Drogue, protection et extorsion

Bien que les autorités mexicaines n’aient toujours pas établi de lien entre la fusillade et les cartels de la drogue, le procureur général Miguel Angel Peche n’écarte pas que des demandes auraient pu être effectuées.

« Ou bien ils ont été incapables de s’entendre sur le paiement d’une somme pour assurer la protection de l’événement ou c’est tout simplement de l’extorsion, avance M. Peche précisant qu’« il pourrait également s’agir de quelqu’un qui se serait vu refuser l’autorisation de vendre de la drogue à l’intérieur [du bar] ».

« Peut-être que l’hypothèse la plus probable est que quelqu’un est allé à cet endroit afin de réclamer le paiement pour la protection », a ajouté le procureur en conférence de presse.

Selon Walter McKay, expert de la sécurité mexicaine et ancien policier aujourd’hui installé en Colombie-Britannique, la fusillade de lundi est l’œuvre des membres du cartel Zetas. Il précise que le fait de brasser des affaires à Playa del Carmen vient avec un prix. Ceux qui veulent y faire des affaires doivent ainsi respecter un certain nombre de règles informelles.

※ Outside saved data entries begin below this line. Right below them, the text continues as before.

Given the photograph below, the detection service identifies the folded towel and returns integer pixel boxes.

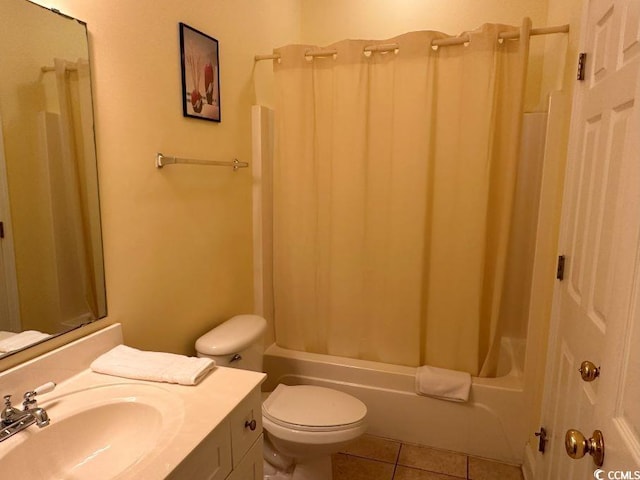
[90,345,216,386]
[415,365,471,402]
[0,331,50,353]
[0,331,17,342]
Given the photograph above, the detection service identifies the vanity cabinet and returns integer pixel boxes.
[168,385,264,480]
[0,325,267,480]
[226,435,264,480]
[167,420,233,479]
[229,387,262,466]
[227,386,263,480]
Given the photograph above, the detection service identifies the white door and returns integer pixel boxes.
[537,0,640,478]
[0,114,20,332]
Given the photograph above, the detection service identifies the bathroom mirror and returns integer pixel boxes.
[0,0,106,359]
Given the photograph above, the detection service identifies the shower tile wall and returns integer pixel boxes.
[333,435,524,480]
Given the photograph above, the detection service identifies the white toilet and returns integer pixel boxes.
[196,314,368,480]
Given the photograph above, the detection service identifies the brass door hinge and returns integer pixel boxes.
[577,53,587,81]
[535,427,548,453]
[557,255,566,280]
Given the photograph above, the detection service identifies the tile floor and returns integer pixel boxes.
[332,435,524,480]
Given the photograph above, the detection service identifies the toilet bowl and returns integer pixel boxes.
[196,315,368,480]
[263,383,367,455]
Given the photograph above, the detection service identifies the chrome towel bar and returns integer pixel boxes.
[155,153,248,171]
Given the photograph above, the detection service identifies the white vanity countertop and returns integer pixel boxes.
[0,324,266,479]
[0,364,265,479]
[91,367,265,478]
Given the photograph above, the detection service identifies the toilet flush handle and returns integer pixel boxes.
[230,354,242,362]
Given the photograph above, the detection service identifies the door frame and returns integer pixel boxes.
[532,0,640,476]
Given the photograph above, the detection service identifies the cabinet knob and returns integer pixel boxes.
[245,419,257,431]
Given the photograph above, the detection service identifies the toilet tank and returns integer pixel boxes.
[195,314,267,372]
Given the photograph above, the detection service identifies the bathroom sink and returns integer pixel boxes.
[0,383,184,479]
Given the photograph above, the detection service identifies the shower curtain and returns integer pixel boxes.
[46,58,100,323]
[272,23,529,376]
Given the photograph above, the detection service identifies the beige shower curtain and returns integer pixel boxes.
[51,58,100,322]
[272,23,529,376]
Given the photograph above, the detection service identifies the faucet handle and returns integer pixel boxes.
[33,382,56,396]
[1,395,18,425]
[23,381,56,409]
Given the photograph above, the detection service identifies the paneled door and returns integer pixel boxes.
[0,113,20,332]
[537,0,640,478]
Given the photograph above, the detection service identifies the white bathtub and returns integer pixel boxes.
[263,338,528,464]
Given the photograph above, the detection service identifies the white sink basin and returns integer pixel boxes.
[0,383,184,479]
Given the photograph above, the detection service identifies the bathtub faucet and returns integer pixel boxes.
[0,381,56,443]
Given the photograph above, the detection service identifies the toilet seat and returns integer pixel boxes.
[262,384,367,433]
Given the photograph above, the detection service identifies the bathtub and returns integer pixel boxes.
[262,338,528,464]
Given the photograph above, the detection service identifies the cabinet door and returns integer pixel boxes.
[229,386,263,466]
[226,435,264,480]
[167,419,232,480]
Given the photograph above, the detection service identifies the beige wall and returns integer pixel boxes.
[300,0,548,43]
[541,0,585,95]
[299,0,551,110]
[1,6,585,469]
[29,0,301,355]
[8,1,575,372]
[27,0,560,356]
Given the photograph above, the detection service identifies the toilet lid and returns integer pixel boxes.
[262,384,367,431]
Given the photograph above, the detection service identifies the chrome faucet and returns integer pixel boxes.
[1,382,56,442]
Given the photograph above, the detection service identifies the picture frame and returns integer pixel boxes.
[179,22,220,122]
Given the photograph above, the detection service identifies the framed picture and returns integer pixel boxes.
[179,22,220,122]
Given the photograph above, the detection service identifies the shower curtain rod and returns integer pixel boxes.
[155,152,248,171]
[254,23,569,61]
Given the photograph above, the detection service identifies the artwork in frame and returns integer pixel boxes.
[179,22,220,122]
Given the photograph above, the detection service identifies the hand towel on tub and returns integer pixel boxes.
[415,365,471,402]
[0,330,50,353]
[90,345,216,386]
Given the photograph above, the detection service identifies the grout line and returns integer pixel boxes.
[347,436,521,480]
[391,463,398,480]
[341,452,396,464]
[391,443,403,480]
[467,455,470,479]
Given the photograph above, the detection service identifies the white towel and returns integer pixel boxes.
[90,345,216,386]
[0,331,50,353]
[415,365,471,402]
[0,331,17,342]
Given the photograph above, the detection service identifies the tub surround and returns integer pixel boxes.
[0,324,266,479]
[263,343,526,464]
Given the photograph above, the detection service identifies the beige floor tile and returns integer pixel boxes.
[468,457,523,480]
[340,434,401,463]
[398,444,467,478]
[394,465,464,480]
[332,453,395,480]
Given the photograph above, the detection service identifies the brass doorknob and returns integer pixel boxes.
[579,361,600,382]
[565,429,605,466]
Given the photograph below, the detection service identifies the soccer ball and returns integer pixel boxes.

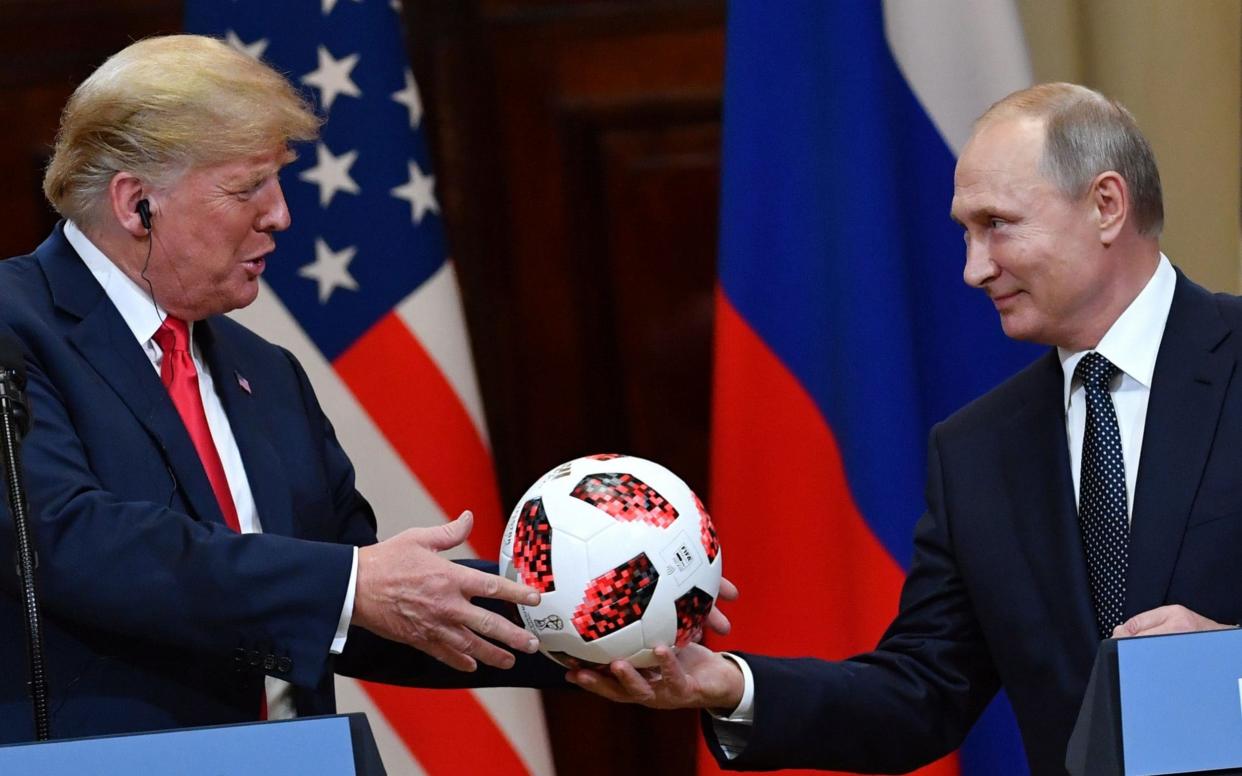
[499,454,723,669]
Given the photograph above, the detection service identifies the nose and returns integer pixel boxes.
[962,234,999,289]
[257,179,292,232]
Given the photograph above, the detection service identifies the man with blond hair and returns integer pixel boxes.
[571,83,1242,775]
[0,34,561,741]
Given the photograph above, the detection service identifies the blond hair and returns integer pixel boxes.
[978,82,1163,237]
[44,35,321,228]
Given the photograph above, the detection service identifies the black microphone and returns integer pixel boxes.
[0,334,31,437]
[0,332,50,740]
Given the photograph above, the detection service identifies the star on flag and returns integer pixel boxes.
[299,143,360,207]
[390,161,439,224]
[225,30,269,60]
[391,69,423,129]
[301,45,361,111]
[298,238,360,303]
[321,0,363,15]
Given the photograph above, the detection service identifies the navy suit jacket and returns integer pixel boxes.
[0,225,560,743]
[706,271,1242,775]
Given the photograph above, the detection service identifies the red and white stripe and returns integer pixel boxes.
[230,262,555,775]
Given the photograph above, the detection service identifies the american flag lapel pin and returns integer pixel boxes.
[235,371,252,395]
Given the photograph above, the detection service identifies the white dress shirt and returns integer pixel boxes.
[1060,255,1175,520]
[711,254,1176,758]
[65,221,359,719]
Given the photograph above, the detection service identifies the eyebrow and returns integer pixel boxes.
[230,152,297,191]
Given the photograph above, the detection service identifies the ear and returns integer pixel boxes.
[107,172,150,238]
[1090,170,1129,246]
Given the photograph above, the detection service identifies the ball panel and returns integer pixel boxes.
[692,491,721,562]
[512,497,556,593]
[572,621,648,666]
[673,586,714,647]
[544,496,618,542]
[639,597,677,650]
[571,552,660,642]
[570,473,680,528]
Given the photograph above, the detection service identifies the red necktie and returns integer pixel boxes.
[154,318,267,719]
[153,317,241,532]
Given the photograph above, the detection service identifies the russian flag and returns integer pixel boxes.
[707,2,1040,774]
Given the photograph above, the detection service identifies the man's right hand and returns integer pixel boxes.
[353,510,541,671]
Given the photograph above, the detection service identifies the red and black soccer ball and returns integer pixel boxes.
[500,455,723,669]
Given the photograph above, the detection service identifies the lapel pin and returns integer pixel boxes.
[235,371,252,395]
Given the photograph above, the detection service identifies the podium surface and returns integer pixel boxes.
[1068,628,1242,776]
[0,713,384,775]
[1119,628,1242,775]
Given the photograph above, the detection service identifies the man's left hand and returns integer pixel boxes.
[1112,604,1235,638]
[566,643,745,712]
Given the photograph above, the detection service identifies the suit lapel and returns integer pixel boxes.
[1001,351,1099,650]
[39,226,227,528]
[1126,274,1234,615]
[198,320,294,538]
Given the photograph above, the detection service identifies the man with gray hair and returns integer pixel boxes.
[572,82,1242,775]
[0,34,566,742]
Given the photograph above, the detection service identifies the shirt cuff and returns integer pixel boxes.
[330,547,359,655]
[712,652,755,722]
[707,652,755,760]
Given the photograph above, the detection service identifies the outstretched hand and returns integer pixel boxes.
[566,643,745,713]
[353,511,542,672]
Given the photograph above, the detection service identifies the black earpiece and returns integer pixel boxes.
[137,198,152,231]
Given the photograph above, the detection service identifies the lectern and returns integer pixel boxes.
[0,713,385,775]
[1067,628,1242,775]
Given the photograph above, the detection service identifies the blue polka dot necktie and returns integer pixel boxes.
[1075,352,1128,639]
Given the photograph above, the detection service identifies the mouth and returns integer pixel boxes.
[241,256,267,277]
[989,289,1022,308]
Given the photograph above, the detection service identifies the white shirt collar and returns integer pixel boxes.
[64,220,171,346]
[1058,254,1176,410]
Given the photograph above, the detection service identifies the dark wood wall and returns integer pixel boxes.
[407,4,725,772]
[0,0,725,772]
[0,0,183,256]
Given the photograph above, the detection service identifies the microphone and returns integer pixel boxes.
[0,334,31,437]
[0,332,50,741]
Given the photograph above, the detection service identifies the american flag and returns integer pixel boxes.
[184,2,555,773]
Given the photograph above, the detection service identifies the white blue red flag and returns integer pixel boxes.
[184,2,555,774]
[708,2,1037,774]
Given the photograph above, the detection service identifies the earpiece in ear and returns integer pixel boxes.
[137,198,152,231]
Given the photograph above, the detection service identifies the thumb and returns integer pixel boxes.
[424,510,474,551]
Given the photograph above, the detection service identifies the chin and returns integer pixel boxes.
[998,314,1042,344]
[226,285,262,314]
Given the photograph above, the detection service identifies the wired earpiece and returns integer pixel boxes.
[137,198,152,231]
[135,197,164,325]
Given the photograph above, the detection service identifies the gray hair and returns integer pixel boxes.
[979,82,1163,237]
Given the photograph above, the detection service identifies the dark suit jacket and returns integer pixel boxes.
[706,271,1242,775]
[0,225,559,743]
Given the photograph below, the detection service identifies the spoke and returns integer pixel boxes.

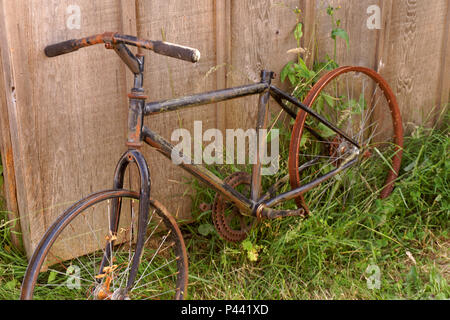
[131,257,179,291]
[132,271,179,291]
[132,258,178,291]
[142,288,176,300]
[81,207,112,269]
[42,267,93,284]
[131,228,170,290]
[117,208,158,289]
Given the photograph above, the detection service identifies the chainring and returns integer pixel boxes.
[212,172,256,242]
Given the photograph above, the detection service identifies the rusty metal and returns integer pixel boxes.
[265,157,358,209]
[212,172,256,242]
[21,189,138,300]
[20,190,188,300]
[288,66,404,211]
[250,71,273,202]
[44,32,200,63]
[141,126,256,216]
[114,43,141,74]
[257,205,306,220]
[125,55,146,148]
[25,35,406,300]
[270,85,360,149]
[144,83,268,116]
[105,149,151,291]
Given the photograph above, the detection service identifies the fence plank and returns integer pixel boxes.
[314,0,382,69]
[227,0,301,132]
[1,0,129,258]
[378,0,449,132]
[135,0,217,221]
[215,0,231,133]
[0,2,22,250]
[299,0,316,68]
[436,0,450,126]
[0,1,448,260]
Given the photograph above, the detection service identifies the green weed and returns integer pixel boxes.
[183,111,449,300]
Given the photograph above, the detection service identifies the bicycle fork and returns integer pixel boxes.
[96,47,151,299]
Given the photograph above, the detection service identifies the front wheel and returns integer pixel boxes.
[21,190,188,300]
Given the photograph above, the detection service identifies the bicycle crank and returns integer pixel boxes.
[212,172,256,243]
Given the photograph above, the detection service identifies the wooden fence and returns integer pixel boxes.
[0,0,449,258]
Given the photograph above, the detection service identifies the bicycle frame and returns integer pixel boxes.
[113,43,360,222]
[22,32,402,300]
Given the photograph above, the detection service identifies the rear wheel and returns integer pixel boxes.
[288,66,403,214]
[21,190,188,300]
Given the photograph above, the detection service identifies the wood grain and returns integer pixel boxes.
[228,0,300,131]
[378,0,449,133]
[1,0,128,258]
[314,0,382,69]
[436,0,450,126]
[0,2,22,250]
[136,0,217,221]
[0,0,448,260]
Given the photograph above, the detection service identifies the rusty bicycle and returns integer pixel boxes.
[20,32,403,300]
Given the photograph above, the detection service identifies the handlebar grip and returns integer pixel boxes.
[44,39,79,57]
[151,41,200,63]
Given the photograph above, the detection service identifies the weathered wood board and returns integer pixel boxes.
[0,0,448,260]
[0,0,130,257]
[377,0,450,132]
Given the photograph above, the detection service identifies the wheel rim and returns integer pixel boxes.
[21,190,188,300]
[288,66,403,213]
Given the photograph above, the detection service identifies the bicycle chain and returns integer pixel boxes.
[212,172,256,243]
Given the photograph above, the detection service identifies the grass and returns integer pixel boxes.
[182,110,449,300]
[0,112,448,300]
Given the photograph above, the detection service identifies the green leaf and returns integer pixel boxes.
[300,132,310,148]
[324,54,339,69]
[5,279,17,290]
[294,23,303,41]
[327,6,334,16]
[198,223,215,236]
[331,28,350,49]
[242,240,260,262]
[317,123,336,138]
[315,95,324,113]
[322,93,335,108]
[242,239,253,251]
[281,62,293,83]
[288,73,297,86]
[295,58,313,79]
[48,270,57,284]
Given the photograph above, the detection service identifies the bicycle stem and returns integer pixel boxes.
[112,44,147,149]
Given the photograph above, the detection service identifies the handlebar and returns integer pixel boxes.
[44,32,201,63]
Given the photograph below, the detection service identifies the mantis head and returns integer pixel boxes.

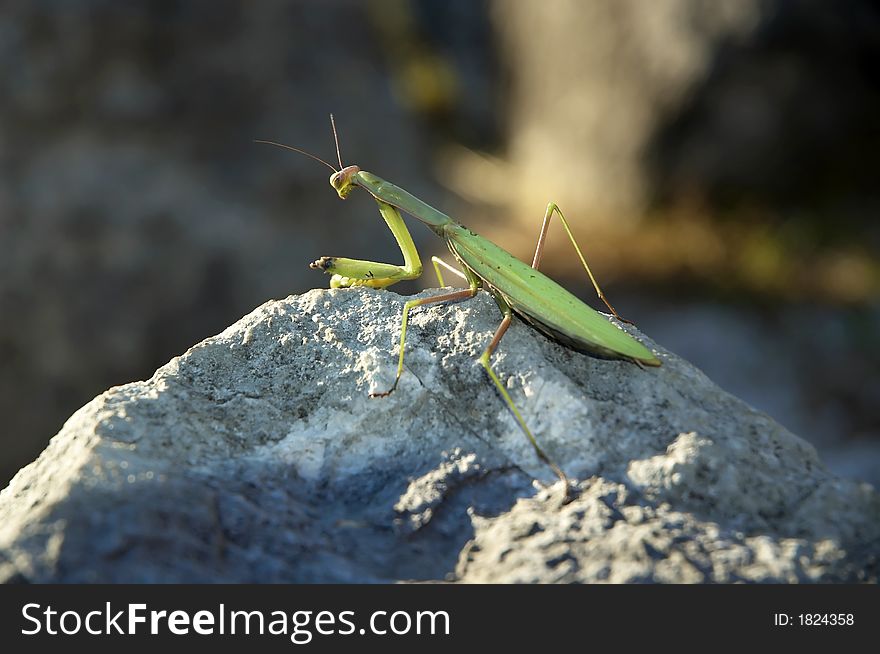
[329,165,361,199]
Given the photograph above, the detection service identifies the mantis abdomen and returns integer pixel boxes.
[444,222,660,366]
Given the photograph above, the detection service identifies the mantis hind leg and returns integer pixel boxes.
[532,202,634,325]
[478,299,570,494]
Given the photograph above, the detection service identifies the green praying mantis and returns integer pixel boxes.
[259,116,661,493]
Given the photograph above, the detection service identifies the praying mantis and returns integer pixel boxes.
[259,117,660,493]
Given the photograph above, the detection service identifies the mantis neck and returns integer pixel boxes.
[354,171,454,232]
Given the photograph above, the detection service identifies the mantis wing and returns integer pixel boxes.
[445,224,661,366]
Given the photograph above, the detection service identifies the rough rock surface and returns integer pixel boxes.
[0,0,456,488]
[0,287,877,583]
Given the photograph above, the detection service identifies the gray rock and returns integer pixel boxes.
[0,0,449,489]
[0,287,876,582]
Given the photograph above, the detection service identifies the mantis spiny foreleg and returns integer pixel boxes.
[311,200,422,289]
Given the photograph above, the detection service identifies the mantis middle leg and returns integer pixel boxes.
[370,281,479,398]
[431,255,467,287]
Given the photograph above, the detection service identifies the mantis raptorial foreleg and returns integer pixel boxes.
[431,255,467,287]
[532,202,634,325]
[310,200,422,289]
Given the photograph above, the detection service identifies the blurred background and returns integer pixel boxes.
[1,0,878,489]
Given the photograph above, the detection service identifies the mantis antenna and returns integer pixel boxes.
[253,139,339,173]
[330,114,344,170]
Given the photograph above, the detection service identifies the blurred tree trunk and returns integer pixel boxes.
[488,0,879,298]
[492,0,765,226]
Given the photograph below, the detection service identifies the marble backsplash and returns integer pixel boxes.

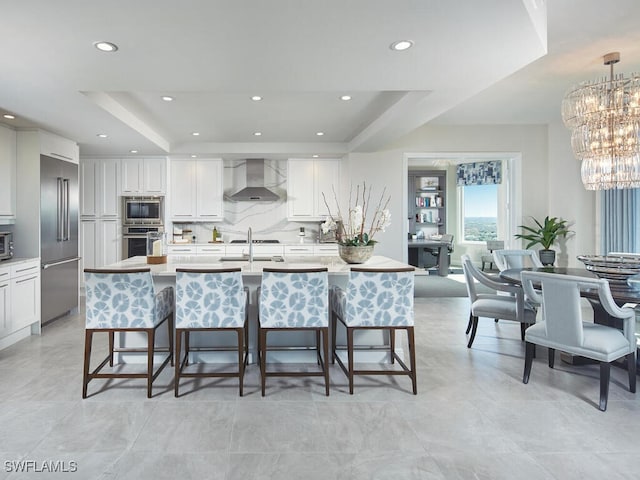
[171,159,323,244]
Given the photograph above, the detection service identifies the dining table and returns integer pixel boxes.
[499,266,640,367]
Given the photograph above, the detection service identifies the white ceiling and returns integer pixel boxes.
[0,0,638,159]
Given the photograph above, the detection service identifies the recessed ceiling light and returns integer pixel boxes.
[390,40,413,51]
[3,114,15,119]
[97,133,108,138]
[130,149,138,153]
[340,95,352,101]
[191,154,197,158]
[93,41,118,52]
[161,96,174,102]
[316,132,324,136]
[191,132,200,136]
[254,132,262,136]
[312,154,319,158]
[251,95,262,101]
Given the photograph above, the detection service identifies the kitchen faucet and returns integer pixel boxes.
[247,227,253,262]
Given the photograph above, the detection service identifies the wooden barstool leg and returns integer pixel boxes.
[147,328,155,398]
[237,328,244,397]
[347,327,355,395]
[174,329,182,397]
[260,328,267,397]
[108,331,114,367]
[168,314,174,367]
[323,327,330,396]
[82,330,93,399]
[408,327,417,395]
[390,328,395,364]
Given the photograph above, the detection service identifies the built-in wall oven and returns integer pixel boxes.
[123,196,164,225]
[122,225,164,259]
[121,196,164,259]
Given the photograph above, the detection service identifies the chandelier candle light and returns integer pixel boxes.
[562,52,640,190]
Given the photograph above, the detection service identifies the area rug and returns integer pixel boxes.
[414,273,494,298]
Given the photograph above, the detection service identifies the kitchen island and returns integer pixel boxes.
[105,255,415,364]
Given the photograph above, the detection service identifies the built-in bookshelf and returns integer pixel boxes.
[408,170,446,237]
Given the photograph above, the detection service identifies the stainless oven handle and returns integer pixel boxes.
[56,177,63,241]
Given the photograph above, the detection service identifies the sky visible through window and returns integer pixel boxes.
[463,184,498,241]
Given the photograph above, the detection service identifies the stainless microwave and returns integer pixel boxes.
[122,196,164,225]
[0,232,14,261]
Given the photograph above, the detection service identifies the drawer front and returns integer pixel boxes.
[196,245,226,255]
[0,266,9,282]
[10,260,40,278]
[167,245,197,255]
[314,245,339,256]
[284,245,314,256]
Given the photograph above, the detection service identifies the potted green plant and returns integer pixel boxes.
[514,216,572,266]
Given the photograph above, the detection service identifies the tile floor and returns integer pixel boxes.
[0,297,638,479]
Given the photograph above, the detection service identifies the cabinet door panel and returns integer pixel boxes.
[0,125,17,218]
[314,160,340,217]
[143,158,166,193]
[80,159,98,217]
[170,159,196,218]
[121,158,142,193]
[287,160,315,218]
[196,159,223,218]
[100,160,120,217]
[100,220,121,266]
[11,274,39,331]
[0,281,10,338]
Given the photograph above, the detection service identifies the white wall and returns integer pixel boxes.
[340,123,595,267]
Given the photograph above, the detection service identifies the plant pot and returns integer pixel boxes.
[338,245,374,264]
[538,249,556,266]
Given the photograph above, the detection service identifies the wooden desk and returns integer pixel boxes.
[407,239,450,276]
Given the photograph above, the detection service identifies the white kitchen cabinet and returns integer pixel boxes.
[0,266,10,338]
[313,244,339,256]
[170,158,223,221]
[39,130,79,163]
[284,245,314,256]
[196,244,225,255]
[167,245,197,255]
[225,245,284,257]
[80,219,121,285]
[80,158,120,218]
[287,158,340,221]
[122,157,166,195]
[0,124,16,221]
[10,260,40,332]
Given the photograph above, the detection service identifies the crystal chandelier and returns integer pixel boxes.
[561,52,640,190]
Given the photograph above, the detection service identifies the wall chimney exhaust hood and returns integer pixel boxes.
[229,158,279,201]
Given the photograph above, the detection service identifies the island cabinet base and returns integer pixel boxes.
[112,267,409,365]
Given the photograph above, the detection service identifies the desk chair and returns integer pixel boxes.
[174,268,249,397]
[461,255,537,348]
[258,267,330,396]
[426,234,454,273]
[83,268,174,398]
[521,271,636,411]
[481,240,504,271]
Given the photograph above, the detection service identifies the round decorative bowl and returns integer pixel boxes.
[577,254,640,287]
[338,245,374,264]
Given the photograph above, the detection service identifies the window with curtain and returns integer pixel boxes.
[457,161,502,242]
[601,188,640,253]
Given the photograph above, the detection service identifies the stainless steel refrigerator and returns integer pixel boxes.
[40,155,80,323]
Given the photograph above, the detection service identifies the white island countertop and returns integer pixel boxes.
[108,255,414,277]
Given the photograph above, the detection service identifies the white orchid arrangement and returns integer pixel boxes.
[321,182,391,246]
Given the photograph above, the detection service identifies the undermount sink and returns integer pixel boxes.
[219,256,284,262]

« C’est un mal nécessaire, poursuit M. McKay. S’ils ne veulent pas que quelqu’un débarque à leur événement et ouvre le feu, ils doivent payer. »

« C’est un territoire qui appartient traditionnellement - et depuis longtemps – aux Zetas, poursuit-il. Ce qui s’est produit, sans aucun doute, c’est qu’ils devaient payer une cotisation – un pot-de-vin – afin de tenir l’événement. »

C’est de l’extorsion, tout simplement.

L'expert en sécurité mexicaine, Walter McKay

Les autorités fédérales soutiennent que le cartel Zeta sévit dans cet État mexicain depuis plusieurs années, particulièrement à Cancún. Ils ont été montrés du doigt lorsque huit personnes sont mortes dans l’explosion d’un bar en 2010.

L’influence du cartel de la drogue dans cet État remonte au moins au début des années 1990 sous le gouverneur Mario Villanueva. Ce dernier a plus tard été reconnu coupable aux États-Unis pour son implication dans le trafic de drogue.